Ultraviolet and visual flux and line variations of one of the least variable Bp stars HD 64740

TL;DR

This study investigates the minimal photometric variability of the Bp star HD 64740 despite surface abundance inhomogeneities, using models and observations across ultraviolet and visual spectra.

Contribution

It demonstrates that surface abundance inhomogeneities can produce minimal light variability and links ultraviolet line variability to atmospheric effects rather than surface features.

Findings

Visual light curve matches model assuming iron-silicon correlation.

Ultraviolet variability is weak and mainly atmospheric in origin.

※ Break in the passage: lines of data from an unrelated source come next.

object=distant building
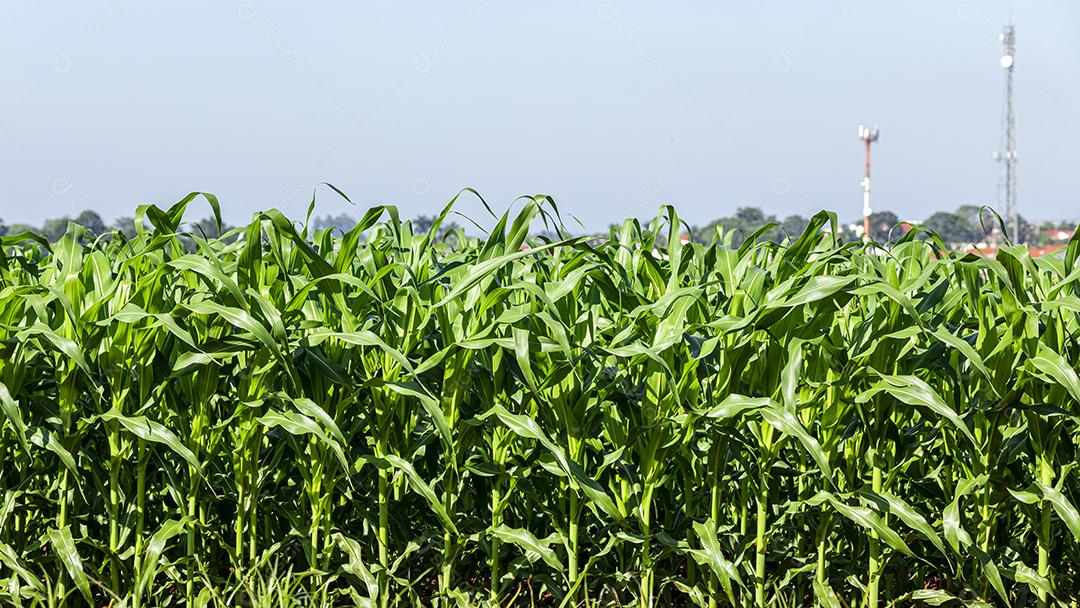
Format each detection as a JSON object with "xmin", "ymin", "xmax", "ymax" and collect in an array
[
  {"xmin": 961, "ymin": 244, "xmax": 1066, "ymax": 259},
  {"xmin": 1041, "ymin": 228, "xmax": 1074, "ymax": 242}
]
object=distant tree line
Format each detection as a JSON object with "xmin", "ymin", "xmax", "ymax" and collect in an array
[
  {"xmin": 692, "ymin": 207, "xmax": 811, "ymax": 246},
  {"xmin": 1, "ymin": 206, "xmax": 1071, "ymax": 250},
  {"xmin": 0, "ymin": 211, "xmax": 462, "ymax": 243},
  {"xmin": 691, "ymin": 204, "xmax": 1068, "ymax": 247},
  {"xmin": 1, "ymin": 210, "xmax": 120, "ymax": 241},
  {"xmin": 0, "ymin": 210, "xmax": 229, "ymax": 242}
]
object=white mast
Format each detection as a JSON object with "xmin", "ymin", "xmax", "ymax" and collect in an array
[
  {"xmin": 858, "ymin": 125, "xmax": 879, "ymax": 242},
  {"xmin": 994, "ymin": 24, "xmax": 1018, "ymax": 241}
]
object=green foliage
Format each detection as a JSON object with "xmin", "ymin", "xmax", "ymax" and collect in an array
[
  {"xmin": 923, "ymin": 210, "xmax": 977, "ymax": 244},
  {"xmin": 782, "ymin": 214, "xmax": 810, "ymax": 239},
  {"xmin": 73, "ymin": 210, "xmax": 106, "ymax": 237},
  {"xmin": 3, "ymin": 192, "xmax": 1080, "ymax": 607},
  {"xmin": 110, "ymin": 215, "xmax": 139, "ymax": 240},
  {"xmin": 868, "ymin": 210, "xmax": 900, "ymax": 242},
  {"xmin": 697, "ymin": 206, "xmax": 780, "ymax": 245},
  {"xmin": 40, "ymin": 216, "xmax": 72, "ymax": 241},
  {"xmin": 311, "ymin": 212, "xmax": 358, "ymax": 233}
]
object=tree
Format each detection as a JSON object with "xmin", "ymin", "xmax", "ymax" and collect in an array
[
  {"xmin": 867, "ymin": 210, "xmax": 899, "ymax": 242},
  {"xmin": 0, "ymin": 219, "xmax": 6, "ymax": 237},
  {"xmin": 412, "ymin": 215, "xmax": 435, "ymax": 235},
  {"xmin": 408, "ymin": 215, "xmax": 462, "ymax": 245},
  {"xmin": 1015, "ymin": 215, "xmax": 1035, "ymax": 244},
  {"xmin": 41, "ymin": 217, "xmax": 72, "ymax": 242},
  {"xmin": 438, "ymin": 221, "xmax": 463, "ymax": 247},
  {"xmin": 697, "ymin": 206, "xmax": 779, "ymax": 246},
  {"xmin": 110, "ymin": 216, "xmax": 138, "ymax": 239},
  {"xmin": 5, "ymin": 223, "xmax": 36, "ymax": 237},
  {"xmin": 923, "ymin": 211, "xmax": 975, "ymax": 244},
  {"xmin": 189, "ymin": 217, "xmax": 228, "ymax": 240},
  {"xmin": 311, "ymin": 214, "xmax": 357, "ymax": 233},
  {"xmin": 731, "ymin": 207, "xmax": 773, "ymax": 230},
  {"xmin": 955, "ymin": 205, "xmax": 995, "ymax": 241},
  {"xmin": 74, "ymin": 210, "xmax": 106, "ymax": 236},
  {"xmin": 781, "ymin": 215, "xmax": 809, "ymax": 240}
]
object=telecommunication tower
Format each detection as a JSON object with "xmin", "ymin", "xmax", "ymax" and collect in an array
[
  {"xmin": 994, "ymin": 24, "xmax": 1018, "ymax": 241},
  {"xmin": 858, "ymin": 125, "xmax": 879, "ymax": 243}
]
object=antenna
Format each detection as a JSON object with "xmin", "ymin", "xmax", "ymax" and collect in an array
[
  {"xmin": 858, "ymin": 125, "xmax": 880, "ymax": 243},
  {"xmin": 994, "ymin": 24, "xmax": 1018, "ymax": 241}
]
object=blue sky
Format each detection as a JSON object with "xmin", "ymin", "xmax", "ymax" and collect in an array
[{"xmin": 2, "ymin": 2, "xmax": 1078, "ymax": 231}]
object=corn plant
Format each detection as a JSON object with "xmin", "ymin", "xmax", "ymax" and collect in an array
[{"xmin": 2, "ymin": 192, "xmax": 1080, "ymax": 607}]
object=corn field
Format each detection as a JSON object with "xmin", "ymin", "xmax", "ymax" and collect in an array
[{"xmin": 3, "ymin": 192, "xmax": 1080, "ymax": 607}]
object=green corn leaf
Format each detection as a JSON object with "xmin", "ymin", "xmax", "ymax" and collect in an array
[
  {"xmin": 490, "ymin": 524, "xmax": 563, "ymax": 572},
  {"xmin": 28, "ymin": 426, "xmax": 79, "ymax": 480},
  {"xmin": 696, "ymin": 394, "xmax": 771, "ymax": 421},
  {"xmin": 436, "ymin": 238, "xmax": 582, "ymax": 307},
  {"xmin": 780, "ymin": 275, "xmax": 855, "ymax": 309},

Civ resonance line variability suggests wind and magnetic field influence.

Abstract

The light variability of hot magnetic chemically peculiar stars is typically caused by the flux redistribution in spots with peculiar abundance. This raises the question why some stars with surface abundance spots show significant rotational light variability, while others do not. We study the Bp star HD 64740 to investigate how its remarkable inhomogeneities in the surface distribution of helium and silicon, and the corresponding strong variability of many spectral lines, can result in one of the faintest photometric variabilities among the Bp stars. We used model atmospheres and synthetic spectra calculated for the silicon and helium abundances from surface abundance maps to predict the ultraviolet and visual light and line variability of HD 64740. The predicted fluxes and line profiles were compared with the observed ones derived with the IUE, HST, and Hipparcos satellites and with spectra acquired using the FEROS spectrograph at the 2.2m MPG/ESO telescope. We are able to reproduce the observed visual light curve of HD 64740 assuming an inhomogeneous distribution of iron correlated with silicon distribution. The light variations in the ultraviolet are hardly detectable. We detect the variability of many ultraviolet lines of carbon, silicon, and aluminium and discuss the origin of these lines and the nature of their variations. The maximum abundances of helium and silicon are not high enough to cause significant light variations. The detected variability of many ultraviolet lines is most likely of atmospheric origin and reflects the inhomogeneous elemental surface distribution. The variability of the Civ resonance lines is stronger and it probably results from the dependence of the wind mass-loss rate on the chemical composition and magnetic field orientation. We have not been able to detect a clear signature of the matter trapped in the circumstellar clouds.